Figure 5.

(A) Representative images of RD cells harboring safe-harbor control targeting and RAC1 gRNA targeting in a wound healing scratch assay. Dashed lines indicate migrating fronts. (B) Summary of scratch assays in RD and Rh5 cells with targeted disruption of RAC1. Each assay was analyzed at 16 hours post-scratch. The results from one of 3 independent replicate experiments are shown. (C) Summary of scratch assays in RD cells transduced with lentivirus expressing safe-habor control gRNA, RAC1 gRNA, RAC1 gRNA + GFP, RAC1 gRNA + RAC1V12 and analyzed at 16 hours post-scratch following plating at the same cell density at 80–90% confluence. (D) Summary of cell counts in RD and Rh5 cells at 7 days post-plating following lentiviral CRISPR/Cas9-mediated RAC1 gene disruption (starting cell density = 10,000). (E) Representative images of KRASG12D-induced zebrafish ERMS tumors co-expressing GFP and an empty vector (control) or mutant RAC1V12 at day 7, 14 and 21 post-transplantation. (F) Summary growth volume change for each fish over the first 7 days. n = 8 for control and n = 12 for human RAC1V12-expressing tumors. (G) Representative H&E images of control and RAC1V12 expressing zebrafish ERMS tumors.
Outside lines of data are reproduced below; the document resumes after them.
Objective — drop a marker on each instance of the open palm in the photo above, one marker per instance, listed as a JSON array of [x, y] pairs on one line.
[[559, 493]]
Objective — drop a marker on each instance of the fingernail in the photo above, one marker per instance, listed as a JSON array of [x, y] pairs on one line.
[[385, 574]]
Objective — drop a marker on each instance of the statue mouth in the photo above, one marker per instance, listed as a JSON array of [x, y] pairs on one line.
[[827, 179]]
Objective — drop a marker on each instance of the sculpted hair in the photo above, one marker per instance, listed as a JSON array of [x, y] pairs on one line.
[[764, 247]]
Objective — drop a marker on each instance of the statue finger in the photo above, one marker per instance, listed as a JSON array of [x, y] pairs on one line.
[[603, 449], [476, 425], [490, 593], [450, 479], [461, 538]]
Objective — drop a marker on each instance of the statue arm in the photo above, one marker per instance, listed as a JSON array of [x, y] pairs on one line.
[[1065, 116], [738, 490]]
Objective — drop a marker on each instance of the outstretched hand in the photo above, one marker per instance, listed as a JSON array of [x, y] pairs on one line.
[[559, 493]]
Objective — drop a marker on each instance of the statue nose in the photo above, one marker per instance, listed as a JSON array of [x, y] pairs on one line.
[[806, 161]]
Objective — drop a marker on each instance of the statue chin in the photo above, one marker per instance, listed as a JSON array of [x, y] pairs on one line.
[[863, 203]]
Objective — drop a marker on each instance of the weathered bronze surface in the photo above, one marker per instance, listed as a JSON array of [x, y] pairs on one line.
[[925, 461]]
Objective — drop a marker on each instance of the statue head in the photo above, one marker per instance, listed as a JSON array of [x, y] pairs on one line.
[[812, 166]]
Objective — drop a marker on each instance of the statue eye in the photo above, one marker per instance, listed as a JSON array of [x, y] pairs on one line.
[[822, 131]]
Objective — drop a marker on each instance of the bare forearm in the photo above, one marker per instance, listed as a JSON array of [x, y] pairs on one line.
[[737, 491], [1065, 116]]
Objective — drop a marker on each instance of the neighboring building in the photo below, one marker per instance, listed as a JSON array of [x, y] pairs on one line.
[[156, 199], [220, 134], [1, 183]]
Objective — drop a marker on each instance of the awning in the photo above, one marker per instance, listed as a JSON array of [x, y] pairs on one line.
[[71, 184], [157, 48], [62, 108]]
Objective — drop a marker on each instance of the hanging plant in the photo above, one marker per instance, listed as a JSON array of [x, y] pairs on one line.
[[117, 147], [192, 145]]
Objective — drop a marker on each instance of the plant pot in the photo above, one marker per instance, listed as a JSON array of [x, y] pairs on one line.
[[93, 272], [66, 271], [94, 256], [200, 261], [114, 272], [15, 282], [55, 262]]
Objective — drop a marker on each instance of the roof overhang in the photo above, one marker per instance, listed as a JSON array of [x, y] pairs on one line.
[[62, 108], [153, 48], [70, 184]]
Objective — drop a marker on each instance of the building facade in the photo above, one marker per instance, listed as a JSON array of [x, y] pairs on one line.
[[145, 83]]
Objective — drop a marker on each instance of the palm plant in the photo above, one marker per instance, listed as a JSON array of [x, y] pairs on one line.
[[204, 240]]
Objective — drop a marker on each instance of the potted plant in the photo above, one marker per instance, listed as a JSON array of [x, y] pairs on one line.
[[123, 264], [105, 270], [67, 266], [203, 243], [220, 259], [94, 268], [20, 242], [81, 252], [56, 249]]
Lower panels show higher magnification with arrow heads indicating areas of skeletal muscle invasion by tumor cells. (H) Correlation of RAC1 expression levels with overall survival outcome in RMS patients (63 fusion-negative and 18 fusion-positive) by Kaplan-Meier analysis. Error bars in graphs of B, C, D and F represent standard deviation. Two-tailed t-test in B, D and F. One-way ANOVA with multiple comparisons in C; *** = p < 0.001; **** = p < 0.0001.